Check out this link, it has a section devoted to pretreatment:

http://www.multirip.com/dtg101.pdf


----------



## DirectSupply (Mar 19, 2008)

HI!

Here are the DuPont instructions for using the light garment pretreat:

1. Hang the garment up or lay it on flat surface to ensure even coverage. 
2. Using the spraying system, spray DuPont light pretreatment evenly on the area that is to be 
printed. The recommended coverage is 0.5- 0.6 ml/ in
For example, 10ml-15ml of DuPont light pretreatment is 
recommended for coverage of a typical area of 14in x 17in (35.5cm X 43cm). 
3. After spraying the garment, wipe with a towel uniformly to get even coverage. Dragging the 
towel across the pretreated area will help do this. 
4. For best image quality, drying the pretreated garment in a t-shirt press is preferred (170C for 
15 seconds under pressure). Using the press will matte down any fabric fibers as well as dry 
the pretreated garment. The resulting in a smooth printing surface will help image quality. 
5. The garment is now ready for printing on the pretreated area.

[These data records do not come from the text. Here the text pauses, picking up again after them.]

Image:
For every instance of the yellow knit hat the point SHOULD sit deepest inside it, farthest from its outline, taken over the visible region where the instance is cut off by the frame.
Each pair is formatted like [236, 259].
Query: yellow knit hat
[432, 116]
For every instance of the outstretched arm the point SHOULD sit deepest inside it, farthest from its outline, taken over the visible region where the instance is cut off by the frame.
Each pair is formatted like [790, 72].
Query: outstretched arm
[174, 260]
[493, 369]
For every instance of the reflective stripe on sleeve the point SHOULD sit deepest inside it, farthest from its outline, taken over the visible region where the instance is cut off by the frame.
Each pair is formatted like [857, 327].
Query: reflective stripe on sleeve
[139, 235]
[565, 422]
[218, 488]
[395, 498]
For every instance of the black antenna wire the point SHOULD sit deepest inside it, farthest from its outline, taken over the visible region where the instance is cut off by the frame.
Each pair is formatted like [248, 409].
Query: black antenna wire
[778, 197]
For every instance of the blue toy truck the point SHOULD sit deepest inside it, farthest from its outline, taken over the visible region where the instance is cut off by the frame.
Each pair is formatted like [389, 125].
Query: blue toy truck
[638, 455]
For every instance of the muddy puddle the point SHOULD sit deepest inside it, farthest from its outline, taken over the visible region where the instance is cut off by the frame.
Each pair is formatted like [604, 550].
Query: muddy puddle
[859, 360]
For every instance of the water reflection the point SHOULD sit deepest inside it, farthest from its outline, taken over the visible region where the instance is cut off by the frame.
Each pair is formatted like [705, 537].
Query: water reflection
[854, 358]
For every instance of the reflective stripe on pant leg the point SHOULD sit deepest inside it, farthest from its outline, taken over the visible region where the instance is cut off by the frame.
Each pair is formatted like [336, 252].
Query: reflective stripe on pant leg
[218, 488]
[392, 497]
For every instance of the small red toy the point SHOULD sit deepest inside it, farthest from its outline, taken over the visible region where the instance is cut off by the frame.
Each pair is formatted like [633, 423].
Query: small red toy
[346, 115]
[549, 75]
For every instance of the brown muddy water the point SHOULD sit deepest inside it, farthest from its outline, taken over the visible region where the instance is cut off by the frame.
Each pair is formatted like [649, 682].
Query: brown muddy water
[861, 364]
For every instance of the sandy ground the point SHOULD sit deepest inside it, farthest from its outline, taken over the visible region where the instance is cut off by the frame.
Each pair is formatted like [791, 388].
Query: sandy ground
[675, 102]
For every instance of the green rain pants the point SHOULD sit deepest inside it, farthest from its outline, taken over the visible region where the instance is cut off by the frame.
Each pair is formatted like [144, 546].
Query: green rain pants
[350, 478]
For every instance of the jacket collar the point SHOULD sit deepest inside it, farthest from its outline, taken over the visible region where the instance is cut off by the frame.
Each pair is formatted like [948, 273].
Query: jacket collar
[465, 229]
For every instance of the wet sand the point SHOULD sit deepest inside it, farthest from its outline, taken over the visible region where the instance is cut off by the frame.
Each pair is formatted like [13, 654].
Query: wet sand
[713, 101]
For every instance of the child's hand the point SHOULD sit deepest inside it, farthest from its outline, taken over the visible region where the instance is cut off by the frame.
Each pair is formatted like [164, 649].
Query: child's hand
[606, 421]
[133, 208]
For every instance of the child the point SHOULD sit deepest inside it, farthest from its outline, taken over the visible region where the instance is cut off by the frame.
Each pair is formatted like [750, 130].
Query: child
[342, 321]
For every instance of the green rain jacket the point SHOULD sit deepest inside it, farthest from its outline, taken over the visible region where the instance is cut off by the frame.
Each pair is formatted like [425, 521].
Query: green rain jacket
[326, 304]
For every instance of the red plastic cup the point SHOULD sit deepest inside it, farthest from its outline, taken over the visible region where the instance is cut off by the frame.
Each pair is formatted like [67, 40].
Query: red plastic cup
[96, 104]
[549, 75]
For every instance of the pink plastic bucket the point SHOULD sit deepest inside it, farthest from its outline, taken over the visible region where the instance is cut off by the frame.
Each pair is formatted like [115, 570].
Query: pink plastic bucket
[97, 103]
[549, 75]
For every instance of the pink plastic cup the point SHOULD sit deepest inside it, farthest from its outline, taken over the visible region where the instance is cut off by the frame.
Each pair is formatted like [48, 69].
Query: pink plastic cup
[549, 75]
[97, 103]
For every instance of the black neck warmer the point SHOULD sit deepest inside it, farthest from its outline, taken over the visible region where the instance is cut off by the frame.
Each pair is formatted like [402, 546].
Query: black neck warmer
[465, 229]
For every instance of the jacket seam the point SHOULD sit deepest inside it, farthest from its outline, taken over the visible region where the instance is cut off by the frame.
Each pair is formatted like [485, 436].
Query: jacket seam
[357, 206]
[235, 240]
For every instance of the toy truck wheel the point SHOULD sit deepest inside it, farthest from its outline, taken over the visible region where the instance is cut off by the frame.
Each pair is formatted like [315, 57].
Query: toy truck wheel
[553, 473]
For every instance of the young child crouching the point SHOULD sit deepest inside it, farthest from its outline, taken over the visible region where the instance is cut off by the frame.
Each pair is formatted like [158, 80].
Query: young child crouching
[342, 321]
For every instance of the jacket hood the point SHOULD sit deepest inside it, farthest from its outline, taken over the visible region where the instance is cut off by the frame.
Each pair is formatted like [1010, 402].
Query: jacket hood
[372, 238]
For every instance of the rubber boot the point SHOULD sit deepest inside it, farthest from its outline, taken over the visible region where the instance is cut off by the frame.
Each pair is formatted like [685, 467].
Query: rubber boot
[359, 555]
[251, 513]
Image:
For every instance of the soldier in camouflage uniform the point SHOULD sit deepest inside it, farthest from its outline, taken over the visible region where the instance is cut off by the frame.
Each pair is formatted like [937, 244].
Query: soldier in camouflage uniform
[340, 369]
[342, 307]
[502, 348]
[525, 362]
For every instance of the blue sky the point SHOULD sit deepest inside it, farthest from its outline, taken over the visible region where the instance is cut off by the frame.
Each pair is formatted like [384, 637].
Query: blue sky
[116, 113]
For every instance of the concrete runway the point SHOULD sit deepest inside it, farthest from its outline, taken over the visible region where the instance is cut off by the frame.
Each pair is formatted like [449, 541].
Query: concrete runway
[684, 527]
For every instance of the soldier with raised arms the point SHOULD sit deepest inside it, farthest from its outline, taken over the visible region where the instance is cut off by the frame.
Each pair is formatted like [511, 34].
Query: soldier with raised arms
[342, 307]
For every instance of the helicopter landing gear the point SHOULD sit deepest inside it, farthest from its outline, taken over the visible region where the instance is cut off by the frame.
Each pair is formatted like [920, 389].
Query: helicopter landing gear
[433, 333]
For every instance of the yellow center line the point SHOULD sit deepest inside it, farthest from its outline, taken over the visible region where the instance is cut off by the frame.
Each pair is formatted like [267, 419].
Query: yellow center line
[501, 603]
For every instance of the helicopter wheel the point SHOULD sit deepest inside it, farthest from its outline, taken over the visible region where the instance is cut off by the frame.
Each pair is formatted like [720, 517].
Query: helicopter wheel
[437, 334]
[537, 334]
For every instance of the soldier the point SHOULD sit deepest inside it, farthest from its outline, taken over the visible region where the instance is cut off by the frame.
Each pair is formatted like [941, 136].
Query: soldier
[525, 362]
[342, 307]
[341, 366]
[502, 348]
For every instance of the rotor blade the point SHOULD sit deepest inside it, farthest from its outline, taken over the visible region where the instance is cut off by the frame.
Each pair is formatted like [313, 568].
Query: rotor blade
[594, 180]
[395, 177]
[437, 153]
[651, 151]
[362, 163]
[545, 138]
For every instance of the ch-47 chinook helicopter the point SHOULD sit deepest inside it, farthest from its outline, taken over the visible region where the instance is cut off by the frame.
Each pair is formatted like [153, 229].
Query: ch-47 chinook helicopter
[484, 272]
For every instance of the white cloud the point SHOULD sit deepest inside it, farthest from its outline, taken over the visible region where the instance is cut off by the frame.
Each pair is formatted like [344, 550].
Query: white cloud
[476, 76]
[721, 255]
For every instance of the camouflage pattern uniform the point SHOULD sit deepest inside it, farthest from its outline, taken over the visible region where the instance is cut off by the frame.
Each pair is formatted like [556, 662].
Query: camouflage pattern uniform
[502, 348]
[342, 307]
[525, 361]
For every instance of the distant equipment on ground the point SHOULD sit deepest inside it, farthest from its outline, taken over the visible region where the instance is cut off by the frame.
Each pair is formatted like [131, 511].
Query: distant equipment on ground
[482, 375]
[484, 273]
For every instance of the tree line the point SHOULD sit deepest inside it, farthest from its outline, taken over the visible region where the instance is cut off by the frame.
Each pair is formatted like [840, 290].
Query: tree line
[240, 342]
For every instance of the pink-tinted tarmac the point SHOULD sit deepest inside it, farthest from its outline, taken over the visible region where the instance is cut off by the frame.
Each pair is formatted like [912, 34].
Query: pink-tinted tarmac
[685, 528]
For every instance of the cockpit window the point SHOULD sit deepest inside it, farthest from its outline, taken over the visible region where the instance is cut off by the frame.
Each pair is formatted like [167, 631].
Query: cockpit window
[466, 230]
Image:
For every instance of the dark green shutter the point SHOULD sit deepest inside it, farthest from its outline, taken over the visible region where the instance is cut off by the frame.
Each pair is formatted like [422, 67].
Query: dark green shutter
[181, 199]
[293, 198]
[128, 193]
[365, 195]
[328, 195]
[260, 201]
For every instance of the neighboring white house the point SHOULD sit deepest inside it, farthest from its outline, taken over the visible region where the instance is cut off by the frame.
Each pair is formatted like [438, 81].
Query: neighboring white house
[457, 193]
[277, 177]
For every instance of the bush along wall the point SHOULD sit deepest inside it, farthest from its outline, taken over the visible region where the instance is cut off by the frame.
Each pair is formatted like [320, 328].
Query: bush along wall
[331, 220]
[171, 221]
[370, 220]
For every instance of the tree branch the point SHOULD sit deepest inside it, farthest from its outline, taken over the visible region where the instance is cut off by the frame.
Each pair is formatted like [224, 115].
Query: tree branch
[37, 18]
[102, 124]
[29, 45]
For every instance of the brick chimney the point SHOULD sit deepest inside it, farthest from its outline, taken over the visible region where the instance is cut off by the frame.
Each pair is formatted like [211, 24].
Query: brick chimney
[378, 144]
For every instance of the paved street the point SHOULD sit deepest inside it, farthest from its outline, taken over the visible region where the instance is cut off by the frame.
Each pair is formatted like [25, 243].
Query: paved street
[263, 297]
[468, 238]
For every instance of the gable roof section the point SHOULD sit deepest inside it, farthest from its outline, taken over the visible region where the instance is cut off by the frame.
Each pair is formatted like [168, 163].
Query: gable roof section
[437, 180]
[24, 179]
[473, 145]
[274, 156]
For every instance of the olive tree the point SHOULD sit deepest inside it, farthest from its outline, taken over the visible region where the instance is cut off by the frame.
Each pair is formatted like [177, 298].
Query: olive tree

You can use the same method to apply the pretreat as you would for the dark garment pretreat.



Rod


----------



## sodrisc (Apr 6, 2006)

thanks for the replys. How about doing them in advance, would they store ok on a hangar for a week or two all pretreated up?


----------



## sunnydayz (Jun 22, 2007)

I probably would not store them for more than a week. What happens if you pretreat to far in advance is the moisture from the air gets back into the fabric and can cause the fabric fibers to lift back up. If you do them in advance make sure to put them on the heat press for a good 10 seconds before printing to make sure there is no moisture that has gotten back in the fabric. Hope this helps  Also another great light pretreatment is colorfast from us screen, you can also get it at equipment zone. It works really well and the washability is great with the fast color.


----------



## sodrisc (Apr 6, 2006)

thanks for the info, much appreciated.


----------



## JJfromJersey (Apr 17, 2008)

has anyone tried the light pretreat on tie dyed shirts?

I know sometimes light color pretreat can stay visable on colored tees leaving like a big discolored square on the tee, has anyone else encountered this problem


----------